What's the strategy behind the suggestion to follow up TCGA by sequencing 10,000 cases for certain heterogeneous cancers?
It's very important to have our current discussion about how we balance the priorities of doing structural genomics versus other NCI priorities.
If we do the math, it is inescapable that gaining a full genetic understanding of the potential driver mutations occurring in 1% or more of individuals with heterogeneous cancers will require us to eventually study 10,000 cases. It would be impossible to do 10,000 cases at the scale of the TCGA studies. But there may be ways to economize in the effort to get to that goal. Technologies are evolving such that we can drive the costs of sequencing way down, and we also may be able to lower expenses by acquiring tumor samples via other clinical activities that will happen as a matter of course.

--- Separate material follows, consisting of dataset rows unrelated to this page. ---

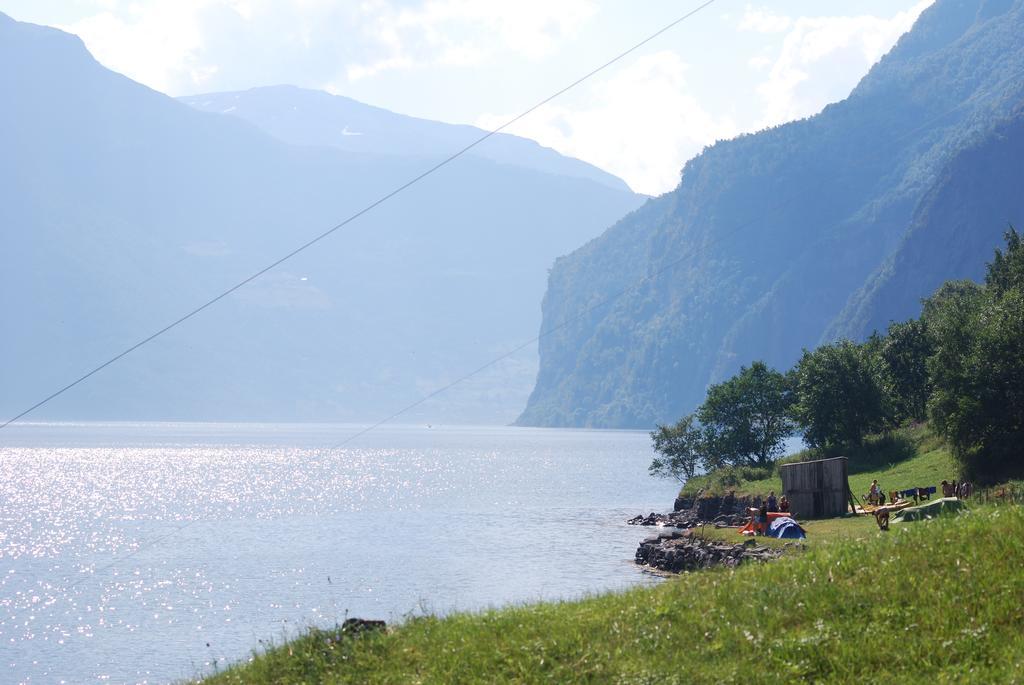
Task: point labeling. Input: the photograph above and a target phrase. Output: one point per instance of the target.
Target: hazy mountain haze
(124, 209)
(791, 237)
(315, 118)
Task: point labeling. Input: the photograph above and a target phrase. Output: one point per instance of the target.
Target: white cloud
(821, 59)
(183, 46)
(640, 123)
(157, 46)
(464, 33)
(763, 22)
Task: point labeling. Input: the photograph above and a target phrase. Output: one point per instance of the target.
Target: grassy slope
(938, 600)
(910, 458)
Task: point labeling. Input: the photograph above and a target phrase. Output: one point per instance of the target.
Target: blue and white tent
(783, 526)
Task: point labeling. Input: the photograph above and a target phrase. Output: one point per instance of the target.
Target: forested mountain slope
(778, 241)
(315, 118)
(122, 209)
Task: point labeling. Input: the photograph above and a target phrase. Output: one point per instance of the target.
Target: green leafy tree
(904, 351)
(840, 391)
(679, 447)
(747, 419)
(978, 367)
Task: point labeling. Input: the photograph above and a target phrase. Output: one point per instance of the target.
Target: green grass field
(938, 601)
(935, 601)
(908, 458)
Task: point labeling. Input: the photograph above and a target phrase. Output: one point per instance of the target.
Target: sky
(734, 67)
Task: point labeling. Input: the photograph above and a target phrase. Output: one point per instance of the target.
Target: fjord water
(155, 552)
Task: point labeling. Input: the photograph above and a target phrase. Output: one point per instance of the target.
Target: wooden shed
(816, 489)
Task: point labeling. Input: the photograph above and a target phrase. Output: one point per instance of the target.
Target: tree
(904, 351)
(747, 418)
(840, 394)
(978, 367)
(679, 446)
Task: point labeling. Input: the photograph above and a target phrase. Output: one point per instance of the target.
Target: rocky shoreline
(685, 550)
(682, 551)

Can you give an example of piggybacking onto clinical studies to keep costs down?
One is a large lung cancer trial called ALChEMIST (Adjuvant Lung Cancer Enrichment Marker Identification and Sequencing Trial) that combines two agents targeting EGFR and ALK in an adjuvant setting. To ascertain the patients that have those genetic abnormalities for the treatment arm, the trial must look at the tumors of more than 7,000 individuals with lung adenocarcinoma. The trial will prospectively follow those 7,000 patients as a cohort, and if the patient relapses it will collect biopsies at the time of relapse to identify acquired mutations. Giving us the ability to draw on all these biopsies, ALChEMIST is a perfect example of a trial that addresses an important clinical question and lets us learn some needed basic biology and genetics of lung adenocarcinoma in the process.

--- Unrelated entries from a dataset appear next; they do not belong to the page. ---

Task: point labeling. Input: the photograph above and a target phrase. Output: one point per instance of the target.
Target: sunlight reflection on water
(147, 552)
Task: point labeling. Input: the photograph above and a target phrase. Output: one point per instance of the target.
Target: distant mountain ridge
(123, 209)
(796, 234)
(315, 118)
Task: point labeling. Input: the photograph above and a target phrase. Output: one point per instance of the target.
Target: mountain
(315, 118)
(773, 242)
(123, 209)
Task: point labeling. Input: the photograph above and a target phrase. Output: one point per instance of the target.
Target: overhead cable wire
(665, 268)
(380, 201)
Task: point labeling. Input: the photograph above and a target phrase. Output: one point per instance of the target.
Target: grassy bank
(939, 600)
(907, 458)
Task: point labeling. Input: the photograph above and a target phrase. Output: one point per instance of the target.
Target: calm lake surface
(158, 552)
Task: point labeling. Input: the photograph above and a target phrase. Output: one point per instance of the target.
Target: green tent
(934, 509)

Are you tightening links to programs outside NCI?
Yes, that's a really important point, and it's one reason we want to foster computational platforms to get more information and more understanding out of the data we've already collected. For example, one big challenge will be to understand the oncogenic functions of mutations in the noncoding portions of the genome, and there the ENCODE (Encyclopedia of DNA Elements) project will be a key starting place.
What new functional genomics programs are under way?
We have some in collaboration with NCI's Division of Cancer Treatment and Diagnosis—for example, the Exceptional Responders initiative, a phenotype-to-genotype study that observes an outlier patient's response to a particular therapeutic agent and looks at the whole genome to try to understand why there was such an unusual response. Another example is the NCI Molecular Analysis for Therapy Choice (MATCH) program, which is a parallel, genotype-to-phenotype study that will attempt to look at particular genomic lesions that may indicate a response to a particular targeted agent.
There are exciting new opportunities having to do with in vitro models of cancer as well. Use of ROCK inhibitors and organoid cultures has allowed us to make many new cell lines and complicated cultures derived from epithelial cancers, with the ability to accelerate our understanding of how the genome functions. If we could somehow develop a comprehensive panel of cell lines with the genetics that reflect recurrent abnormalities in tumors, then we could give cancer biologists many new tools.